= Schreiner Baduza =

South African activist

Schreiner Baduza (born 1909) was a South African activist who organized squatting actions in the Alexandra township in the City of Johannesburg Metropolitan Municipality. He was forcibly relocated away from Alexandra and when he returned became a church minister.

== Early life ==

Schreiner was born in the village of Bikana in the Transkei bantustan on 18 July 1909. After working as a miner, he married and moved to Alexandra township in the City of Johannesburg Metropolitan Municipality. He set up a business making theft protection for windows.

== Activism ==

In 1935, Baduza set up the Bantu Tenants Association in Alexandra. He knew Nelson Mandela, who later described him in a letter from prison as one of his best friends from that time. Baduza became a squatter leader like Oriel Monongoaha in Orlando West and Abel Ntoi in Pimville. He was reluctant to become a leader and it ruined his business, but it followed on from his activism supporting bus boycotts and tenant movements.

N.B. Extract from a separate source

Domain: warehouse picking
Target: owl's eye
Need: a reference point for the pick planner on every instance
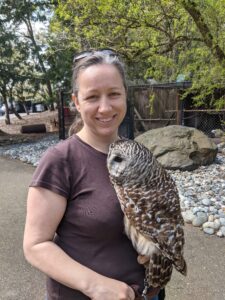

In 1946, Baduza made several attempts to organise informal settlements on vacant land. He was arrested on the first land invasion and for the third organized over 600 families to squat in Orlando. The squatters were then relocated back to Alexandra and he later set up a tent village in Alexandra to protest the national housing crisis. Baduza was then himself forcibly relocated to the Hammanskraal and from there moved back to the Transkei, before returning to Soweto. He was not permitted to work as a housing activist and so he became a church minister.